Il Caso ha voluto che tutto accadesse nel breve torno
di pochi giorni.
Prima, la gioia più spensierata.
Poi, il gesto criminoso.
Infine,
l’immane tragedia.
Il minimo comune denominatore, l’età dei protagonisti. Tutti
giovani.
Cominciamo dalla festa.
La chiamano “movida”, termine desunto dalle
lande iberiche, designa una vita notturna possibilmente festaiola.
Vi partecipano
tutti, ansiosi di smemorarsi degli affanni quotidiani. Comprensibile tale ansia
nei ragazzi, un po’ meno negli adulti, che s’illudono per poche ore di fermare
il tempo, cadendo senza saperlo nel pirandelliano inganno del belletto che
nasconde le rughe. Che ci saranno sempre.
Così, tutti, tra effluvi non proprio
piacevoli che ammorbano l’aria, braccia levate al cielo, birra in pugno e
decibel a palla, si muovono (appunto) all’impazzata.
Intanto, una coltre di
fumo oscura l’incertezza del domani, fingendo d’alleggerirla.
Quando si spengono
le luci, resta l’eco assordante del nulla. Perché sì, è meraviglioso vedere
pullulare di gente il nostro centro storico, fino a qualche anno fa deserto e inaccessibile,
ma poi?
Al mattino, questo brulichio rischia di tornare medioevo.

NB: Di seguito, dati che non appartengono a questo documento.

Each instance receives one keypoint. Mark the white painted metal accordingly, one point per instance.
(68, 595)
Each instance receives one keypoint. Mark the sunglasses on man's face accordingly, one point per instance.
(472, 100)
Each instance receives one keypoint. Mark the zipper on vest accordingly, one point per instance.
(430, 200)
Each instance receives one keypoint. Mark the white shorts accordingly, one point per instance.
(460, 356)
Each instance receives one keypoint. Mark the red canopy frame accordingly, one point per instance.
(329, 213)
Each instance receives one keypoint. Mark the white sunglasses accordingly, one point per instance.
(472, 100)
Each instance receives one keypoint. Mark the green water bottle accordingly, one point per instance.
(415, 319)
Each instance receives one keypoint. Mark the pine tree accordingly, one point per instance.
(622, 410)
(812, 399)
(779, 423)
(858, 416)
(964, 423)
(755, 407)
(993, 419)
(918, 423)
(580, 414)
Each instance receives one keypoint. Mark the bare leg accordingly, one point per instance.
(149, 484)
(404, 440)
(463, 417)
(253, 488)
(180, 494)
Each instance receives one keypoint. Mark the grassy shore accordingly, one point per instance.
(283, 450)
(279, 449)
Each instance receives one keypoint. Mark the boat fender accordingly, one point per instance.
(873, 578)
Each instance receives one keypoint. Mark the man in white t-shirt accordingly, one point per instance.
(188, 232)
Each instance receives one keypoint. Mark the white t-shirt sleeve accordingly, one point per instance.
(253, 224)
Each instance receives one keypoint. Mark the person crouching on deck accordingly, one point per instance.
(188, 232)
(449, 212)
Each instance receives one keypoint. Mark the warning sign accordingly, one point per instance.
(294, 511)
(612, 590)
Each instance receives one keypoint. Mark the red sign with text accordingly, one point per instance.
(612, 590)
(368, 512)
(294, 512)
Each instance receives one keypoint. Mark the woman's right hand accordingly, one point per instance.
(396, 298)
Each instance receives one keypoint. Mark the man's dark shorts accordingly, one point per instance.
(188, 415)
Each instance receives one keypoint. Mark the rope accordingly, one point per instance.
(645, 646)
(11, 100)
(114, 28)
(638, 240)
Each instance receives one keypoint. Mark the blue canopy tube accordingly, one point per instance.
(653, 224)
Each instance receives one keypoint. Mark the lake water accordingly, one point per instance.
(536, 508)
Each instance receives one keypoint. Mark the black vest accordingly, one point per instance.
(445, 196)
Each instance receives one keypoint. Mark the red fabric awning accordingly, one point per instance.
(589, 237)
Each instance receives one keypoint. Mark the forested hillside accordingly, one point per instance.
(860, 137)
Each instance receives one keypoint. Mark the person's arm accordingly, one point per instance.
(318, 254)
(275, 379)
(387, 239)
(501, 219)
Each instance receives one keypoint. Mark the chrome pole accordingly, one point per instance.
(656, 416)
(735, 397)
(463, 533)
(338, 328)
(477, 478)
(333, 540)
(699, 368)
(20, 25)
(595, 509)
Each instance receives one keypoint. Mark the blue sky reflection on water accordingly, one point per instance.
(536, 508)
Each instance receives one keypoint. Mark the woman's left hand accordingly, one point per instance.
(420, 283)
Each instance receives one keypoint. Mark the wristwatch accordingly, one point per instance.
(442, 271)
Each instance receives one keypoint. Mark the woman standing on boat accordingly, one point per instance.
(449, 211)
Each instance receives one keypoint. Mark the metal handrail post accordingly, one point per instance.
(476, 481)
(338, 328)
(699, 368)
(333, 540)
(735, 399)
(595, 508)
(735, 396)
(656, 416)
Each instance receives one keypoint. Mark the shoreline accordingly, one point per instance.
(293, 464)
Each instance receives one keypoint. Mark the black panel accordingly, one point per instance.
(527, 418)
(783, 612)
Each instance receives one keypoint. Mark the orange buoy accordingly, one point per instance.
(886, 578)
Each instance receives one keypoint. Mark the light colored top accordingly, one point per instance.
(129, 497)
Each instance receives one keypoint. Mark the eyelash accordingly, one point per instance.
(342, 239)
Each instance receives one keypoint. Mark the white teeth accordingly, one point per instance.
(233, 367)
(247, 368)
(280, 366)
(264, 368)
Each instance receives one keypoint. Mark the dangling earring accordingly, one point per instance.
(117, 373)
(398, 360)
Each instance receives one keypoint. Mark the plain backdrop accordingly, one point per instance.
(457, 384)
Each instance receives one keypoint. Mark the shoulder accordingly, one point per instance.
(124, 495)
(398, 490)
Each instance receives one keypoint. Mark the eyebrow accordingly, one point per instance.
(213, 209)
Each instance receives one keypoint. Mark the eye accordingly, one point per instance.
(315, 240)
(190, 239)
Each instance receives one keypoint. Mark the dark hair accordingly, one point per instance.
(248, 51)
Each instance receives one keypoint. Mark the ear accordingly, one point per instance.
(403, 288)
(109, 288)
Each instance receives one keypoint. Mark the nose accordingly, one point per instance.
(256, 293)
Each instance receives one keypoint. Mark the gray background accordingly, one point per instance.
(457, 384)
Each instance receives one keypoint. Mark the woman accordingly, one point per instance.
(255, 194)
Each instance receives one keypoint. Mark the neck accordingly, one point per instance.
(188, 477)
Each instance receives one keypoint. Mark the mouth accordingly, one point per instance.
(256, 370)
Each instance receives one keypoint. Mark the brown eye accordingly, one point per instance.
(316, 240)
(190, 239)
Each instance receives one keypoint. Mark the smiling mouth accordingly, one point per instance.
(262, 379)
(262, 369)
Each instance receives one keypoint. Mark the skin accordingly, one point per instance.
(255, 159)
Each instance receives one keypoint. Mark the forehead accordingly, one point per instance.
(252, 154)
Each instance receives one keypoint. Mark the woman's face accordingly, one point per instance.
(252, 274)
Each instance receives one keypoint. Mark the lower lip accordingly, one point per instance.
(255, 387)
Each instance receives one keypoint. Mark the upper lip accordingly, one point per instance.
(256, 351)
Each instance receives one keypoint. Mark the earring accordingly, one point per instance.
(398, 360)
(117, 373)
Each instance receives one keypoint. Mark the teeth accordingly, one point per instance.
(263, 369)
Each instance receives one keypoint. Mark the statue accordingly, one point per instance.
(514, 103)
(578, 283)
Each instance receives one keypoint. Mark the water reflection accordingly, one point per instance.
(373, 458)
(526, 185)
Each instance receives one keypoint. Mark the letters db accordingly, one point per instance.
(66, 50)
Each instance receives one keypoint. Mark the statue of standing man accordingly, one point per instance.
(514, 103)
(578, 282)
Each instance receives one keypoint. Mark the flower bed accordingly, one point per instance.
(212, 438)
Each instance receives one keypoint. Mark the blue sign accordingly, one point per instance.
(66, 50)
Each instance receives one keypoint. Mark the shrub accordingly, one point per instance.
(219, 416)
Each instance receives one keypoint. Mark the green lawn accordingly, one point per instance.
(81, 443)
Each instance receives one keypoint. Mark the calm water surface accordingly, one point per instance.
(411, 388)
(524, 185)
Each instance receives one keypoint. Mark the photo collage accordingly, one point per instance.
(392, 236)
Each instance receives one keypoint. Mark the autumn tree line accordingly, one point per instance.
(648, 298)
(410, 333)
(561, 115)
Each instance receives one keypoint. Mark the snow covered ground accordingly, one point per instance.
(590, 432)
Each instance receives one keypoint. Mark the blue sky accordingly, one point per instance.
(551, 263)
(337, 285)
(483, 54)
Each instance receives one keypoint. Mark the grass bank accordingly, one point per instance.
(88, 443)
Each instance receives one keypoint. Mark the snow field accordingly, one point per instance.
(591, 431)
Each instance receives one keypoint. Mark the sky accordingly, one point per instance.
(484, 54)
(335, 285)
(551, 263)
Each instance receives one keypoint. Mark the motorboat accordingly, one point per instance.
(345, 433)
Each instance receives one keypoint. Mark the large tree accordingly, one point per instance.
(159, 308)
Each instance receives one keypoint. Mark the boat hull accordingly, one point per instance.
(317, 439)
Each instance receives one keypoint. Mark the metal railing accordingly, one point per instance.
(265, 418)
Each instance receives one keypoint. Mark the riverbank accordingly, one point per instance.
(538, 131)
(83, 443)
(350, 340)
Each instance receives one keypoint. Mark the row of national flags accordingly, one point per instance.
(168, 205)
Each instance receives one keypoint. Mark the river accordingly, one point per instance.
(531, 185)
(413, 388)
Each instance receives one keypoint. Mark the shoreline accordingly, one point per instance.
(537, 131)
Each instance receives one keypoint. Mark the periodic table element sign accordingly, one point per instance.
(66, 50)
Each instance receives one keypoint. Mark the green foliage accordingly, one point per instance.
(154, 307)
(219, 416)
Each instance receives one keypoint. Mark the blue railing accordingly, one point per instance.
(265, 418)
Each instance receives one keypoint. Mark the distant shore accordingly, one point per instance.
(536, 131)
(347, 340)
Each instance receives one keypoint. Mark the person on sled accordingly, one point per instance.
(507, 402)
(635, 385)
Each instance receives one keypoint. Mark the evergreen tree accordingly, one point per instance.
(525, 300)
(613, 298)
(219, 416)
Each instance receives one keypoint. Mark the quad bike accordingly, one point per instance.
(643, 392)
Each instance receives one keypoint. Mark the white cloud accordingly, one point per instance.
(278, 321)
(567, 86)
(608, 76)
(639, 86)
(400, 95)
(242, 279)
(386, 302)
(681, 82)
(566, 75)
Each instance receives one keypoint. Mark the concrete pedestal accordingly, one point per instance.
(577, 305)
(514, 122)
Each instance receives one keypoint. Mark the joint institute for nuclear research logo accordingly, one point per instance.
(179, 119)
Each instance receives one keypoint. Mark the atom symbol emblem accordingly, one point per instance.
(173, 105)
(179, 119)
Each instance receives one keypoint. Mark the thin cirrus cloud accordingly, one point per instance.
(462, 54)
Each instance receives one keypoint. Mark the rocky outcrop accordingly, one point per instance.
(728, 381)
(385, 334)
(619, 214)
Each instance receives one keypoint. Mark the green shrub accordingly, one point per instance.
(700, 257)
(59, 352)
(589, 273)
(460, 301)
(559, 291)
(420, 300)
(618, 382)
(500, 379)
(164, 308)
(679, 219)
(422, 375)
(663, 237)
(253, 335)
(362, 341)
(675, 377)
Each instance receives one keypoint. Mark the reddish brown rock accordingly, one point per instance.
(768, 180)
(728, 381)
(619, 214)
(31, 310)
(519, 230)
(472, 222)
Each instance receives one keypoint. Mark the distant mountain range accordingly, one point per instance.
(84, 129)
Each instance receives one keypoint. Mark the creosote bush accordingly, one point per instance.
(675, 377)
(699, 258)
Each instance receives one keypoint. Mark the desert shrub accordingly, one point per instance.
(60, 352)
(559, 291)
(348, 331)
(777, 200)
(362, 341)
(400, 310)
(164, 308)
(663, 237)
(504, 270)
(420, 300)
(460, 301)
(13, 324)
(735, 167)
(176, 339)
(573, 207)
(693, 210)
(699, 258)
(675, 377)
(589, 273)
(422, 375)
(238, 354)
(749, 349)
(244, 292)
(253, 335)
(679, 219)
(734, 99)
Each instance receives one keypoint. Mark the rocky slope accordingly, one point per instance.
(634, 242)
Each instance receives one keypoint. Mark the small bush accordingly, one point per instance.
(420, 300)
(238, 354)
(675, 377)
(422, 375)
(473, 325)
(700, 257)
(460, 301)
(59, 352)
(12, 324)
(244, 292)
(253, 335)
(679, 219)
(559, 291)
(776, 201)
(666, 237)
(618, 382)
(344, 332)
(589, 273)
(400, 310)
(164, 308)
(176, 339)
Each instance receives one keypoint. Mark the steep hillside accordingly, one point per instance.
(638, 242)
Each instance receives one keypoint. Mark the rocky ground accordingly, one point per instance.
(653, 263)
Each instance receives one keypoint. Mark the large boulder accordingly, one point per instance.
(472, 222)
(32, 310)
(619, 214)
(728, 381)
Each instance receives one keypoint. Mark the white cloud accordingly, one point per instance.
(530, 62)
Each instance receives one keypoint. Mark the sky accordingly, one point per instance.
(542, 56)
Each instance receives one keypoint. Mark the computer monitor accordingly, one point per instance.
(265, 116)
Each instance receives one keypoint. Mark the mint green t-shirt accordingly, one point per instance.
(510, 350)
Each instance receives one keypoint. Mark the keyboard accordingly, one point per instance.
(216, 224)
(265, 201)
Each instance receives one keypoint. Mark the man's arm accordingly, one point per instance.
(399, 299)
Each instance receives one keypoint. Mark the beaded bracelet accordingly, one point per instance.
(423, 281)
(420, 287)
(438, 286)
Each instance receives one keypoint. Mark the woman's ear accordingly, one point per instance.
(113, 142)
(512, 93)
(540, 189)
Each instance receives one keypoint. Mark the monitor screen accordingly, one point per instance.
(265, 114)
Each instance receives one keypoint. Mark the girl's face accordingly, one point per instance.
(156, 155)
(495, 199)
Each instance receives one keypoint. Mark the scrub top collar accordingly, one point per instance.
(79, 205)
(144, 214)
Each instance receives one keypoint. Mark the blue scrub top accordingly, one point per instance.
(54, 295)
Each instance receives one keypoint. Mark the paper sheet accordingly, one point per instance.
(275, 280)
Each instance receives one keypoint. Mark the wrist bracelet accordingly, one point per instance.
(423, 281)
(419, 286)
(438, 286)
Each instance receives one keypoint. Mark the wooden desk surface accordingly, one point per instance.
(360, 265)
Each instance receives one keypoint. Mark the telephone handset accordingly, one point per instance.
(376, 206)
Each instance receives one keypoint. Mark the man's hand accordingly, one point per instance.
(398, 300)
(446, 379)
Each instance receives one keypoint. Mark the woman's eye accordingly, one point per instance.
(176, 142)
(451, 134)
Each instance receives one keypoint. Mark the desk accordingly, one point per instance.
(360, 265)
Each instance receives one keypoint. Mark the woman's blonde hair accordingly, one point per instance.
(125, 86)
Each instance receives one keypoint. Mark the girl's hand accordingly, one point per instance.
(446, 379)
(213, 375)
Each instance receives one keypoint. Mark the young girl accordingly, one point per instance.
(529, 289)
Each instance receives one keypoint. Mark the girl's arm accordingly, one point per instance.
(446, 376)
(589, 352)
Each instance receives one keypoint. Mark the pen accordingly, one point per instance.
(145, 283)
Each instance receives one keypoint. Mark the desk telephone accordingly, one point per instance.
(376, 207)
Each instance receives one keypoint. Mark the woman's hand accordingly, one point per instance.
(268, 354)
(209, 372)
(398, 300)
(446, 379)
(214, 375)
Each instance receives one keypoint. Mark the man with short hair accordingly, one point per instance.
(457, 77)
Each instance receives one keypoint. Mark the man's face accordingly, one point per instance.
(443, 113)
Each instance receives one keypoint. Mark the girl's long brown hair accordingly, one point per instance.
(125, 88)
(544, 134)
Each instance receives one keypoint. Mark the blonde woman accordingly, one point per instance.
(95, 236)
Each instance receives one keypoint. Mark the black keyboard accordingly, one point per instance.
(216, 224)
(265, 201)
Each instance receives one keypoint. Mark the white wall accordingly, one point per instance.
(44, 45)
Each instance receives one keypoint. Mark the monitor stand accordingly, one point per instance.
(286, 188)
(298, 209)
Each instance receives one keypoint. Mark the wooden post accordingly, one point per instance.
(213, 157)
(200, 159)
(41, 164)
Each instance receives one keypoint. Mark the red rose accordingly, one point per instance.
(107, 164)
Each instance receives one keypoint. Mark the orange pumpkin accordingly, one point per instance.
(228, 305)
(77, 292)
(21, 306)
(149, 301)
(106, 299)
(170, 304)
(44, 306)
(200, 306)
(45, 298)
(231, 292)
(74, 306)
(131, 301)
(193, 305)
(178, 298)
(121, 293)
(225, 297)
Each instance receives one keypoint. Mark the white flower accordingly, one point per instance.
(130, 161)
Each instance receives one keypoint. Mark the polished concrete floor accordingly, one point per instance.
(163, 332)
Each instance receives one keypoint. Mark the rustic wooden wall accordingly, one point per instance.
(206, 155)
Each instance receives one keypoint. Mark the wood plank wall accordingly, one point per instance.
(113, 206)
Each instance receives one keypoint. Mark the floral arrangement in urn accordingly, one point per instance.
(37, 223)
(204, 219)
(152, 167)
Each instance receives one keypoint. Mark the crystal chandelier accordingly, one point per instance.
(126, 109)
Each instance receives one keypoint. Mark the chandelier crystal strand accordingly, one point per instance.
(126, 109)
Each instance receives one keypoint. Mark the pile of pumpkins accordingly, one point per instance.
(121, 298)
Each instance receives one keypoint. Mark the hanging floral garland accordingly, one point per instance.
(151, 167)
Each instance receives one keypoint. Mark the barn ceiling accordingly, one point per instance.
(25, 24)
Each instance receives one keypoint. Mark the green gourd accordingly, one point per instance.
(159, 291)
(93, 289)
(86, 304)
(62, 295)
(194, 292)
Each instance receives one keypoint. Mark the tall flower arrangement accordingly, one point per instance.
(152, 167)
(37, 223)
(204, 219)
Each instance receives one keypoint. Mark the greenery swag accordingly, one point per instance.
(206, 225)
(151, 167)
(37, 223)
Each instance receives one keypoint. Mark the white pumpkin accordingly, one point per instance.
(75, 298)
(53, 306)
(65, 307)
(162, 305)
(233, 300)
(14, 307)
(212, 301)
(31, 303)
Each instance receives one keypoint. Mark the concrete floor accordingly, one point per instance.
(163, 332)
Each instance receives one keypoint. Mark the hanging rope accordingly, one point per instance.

Dovrebbe essere valorizzato ancor di più il nostro patrimonio storico-artistico, magari inserito in una rete sovracomunale, e far sì che rinasca
anche l’economia con più esercizi commerciali, ma non si può avere tutto e
subito.
Ergo, attendiamo fiduciosi.
Quelli che, invece, non si pongono problemi economici sono i
nostri ormai tristemente noti microdelinquenti.
I piccoli eroi del male che
distruggono la nostra quotidianità.
Quando si dice che fare una rapina è un gioco
da ragazzi, a Bitonto lo è per davvero.
Sono ventenni, già ampiamente
malvissuti, compiono delitti orrendi come se giocassero, addirittura in
bicicletta, tanta è l’incoscienza (o la coscienza d’essere impuniti).
E per
loro quale sarà il domani? Un’esistenza col timer incorporato, tra purtroppo brevissime soste in cella e le ore da contare tra le pareti domestiche giusto
il tempo di depositare un autografo, e poi via, di nuovo a delinquere come
nulla fosse.
Anche loro imprigionati nella maschera del boss mafioso che tutto
può. Almeno fino a quando, nella giungla fitta di scippi, rapine, furti d’auto
e d’appartamento, estorsioni e spaccio, non arriverà uno più forte che vincerà.
E toccherà a lui questa spirale che, senza che se ne accorga, gli renderà la
vita un vero e proprio carcere.
Infine, il dramma.
Una nuova
morte bianca, ieri.
Un uomo di neppure trent’anni stroncato da un volo fatale giù per
la tromba delle scale.
Si parla tanto di sicurezza sul lavoro, si tengono
tavole rotonde e dotti convegni sul problema.
Fiumi di parole inutili e qualcuno
persino si arricchisce.
Nel frattempo, chi vuole lavorare presto viene ridotto alla disperazione perché il sistema ti sfrutta e basta. E giovani uomini muoiono.
Pensiamo con strazio a Michele
Vitariello – buono, umile, onesto – ed ai suoi cari, ai quali in quell’attimo dolorosissimo è stato
strappato il cuore.
E pensiamo al suo piccolo cucciolo, che un giorno, forse
capirà d’avere un angelo custode che veglierà per sempre su di lui.